I am starting a project and have tried to abstract out the challenges that it faces. I am from a RDBMS background and am looking to make a sensible decision on storage technology(ies) for my next project. I know how I would approach these problems if RDBMS was the only option to me, but am interested to understand what the industry would go with – ideally someone sees this and says something like: ‘I did exactly this, and used ###, it worked perfectly but we had to employ ### to deal with spikes in usage’. And I'm not scared to crawl back into my RDBMS cave if that's the best option for the business.
So the problem:
[object A] – type: person
{
/*some fields that every person has*/
name: “A”
email: “a@example.com”
age: 22
/*some fields that can be dynamically*/
my_custom_user_property : 332 /* or maybe a struct of some type */
/*some relations (fixed)*/
groups: member of C; administrator of C; member of F; reader of G
/*some more arbitrary relations*/
mother_of: B
}
[list of groups]
That is to say – each customer may want to add their own ‘columns’ to the database, and then later on search against them.
My expectation is that the data isn’t fast changing (high read to write ratio) and I could happily asynchronise [e.g. the generation of reports]. But simple criteria based fetches would need to be fast and against the custom fields.
On top of the DB is some functionality to limit what can be seenat column level– e.g. only member of F can view email on members of G. These, again, would need to be dynamic (let’s say that my custom user property is sensitive and I have some means for setting business rules around that). Depending on the technology, this, I suppose could exist purely application (fetch whole objects, then limit based on rules) or as a more complicated query-builder type system.
Next is a ‘graph’ type search – I currently can’t see this going beyond a couple of degrees of freedom, but being able to find e.g. users on 2nd degree connection to groups through several different routes (some connections may not be fixed at development time).
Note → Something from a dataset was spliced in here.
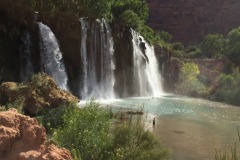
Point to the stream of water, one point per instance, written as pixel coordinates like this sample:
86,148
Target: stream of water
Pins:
191,128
As above, this might be something that can be processed asynchronously,
I want to look for something that will handle, for now, 10M users, 1M groups, 100K daily active users, 5K users able to administrate (e.g. add columns). (And yes, totally achievable with MySQL or similar, but with a reasonable amount of engineering on top)
As far as practical development /infrastructure goes:
- I don’t want to tear my hair out with undocumented configurations/gotchas and the like (that said I am TOTALLY happy learning things, as long as it's not going to take me a degree in the thing just to get off the ground)
- Something that can be set up for high availability and robustness – e.g. decent cluster management and reporting available (or not that expensive with the help of an expert)
- Preferably something that will deploy out of the box relatively quickly
- I may have a module for financial transactions (unconfirmed) so ACID a plus
- With mature library that will play nicely with Spring framework.
- Of course, Good documentation/examples. Enough info to get a grasp of conceptual model as well as practical how-to type stuff
- opensource
I have read [lots] about the offerings out there, but would like to whittle this down to 2 sensible options that I can spike out. When reading about: MongoDB; Cassandra; CouchBase; CouchDb; Neo4J; (and lots more), I sort of settled on CouchBase. But I’m also aware of the amount of marketing material out there designed to hook people like me on a particular idea.
So the question is summed up by three questions: Are there any approaches that won't work? Are there any approaches that have been proven to work? Is there a clear best option at this point?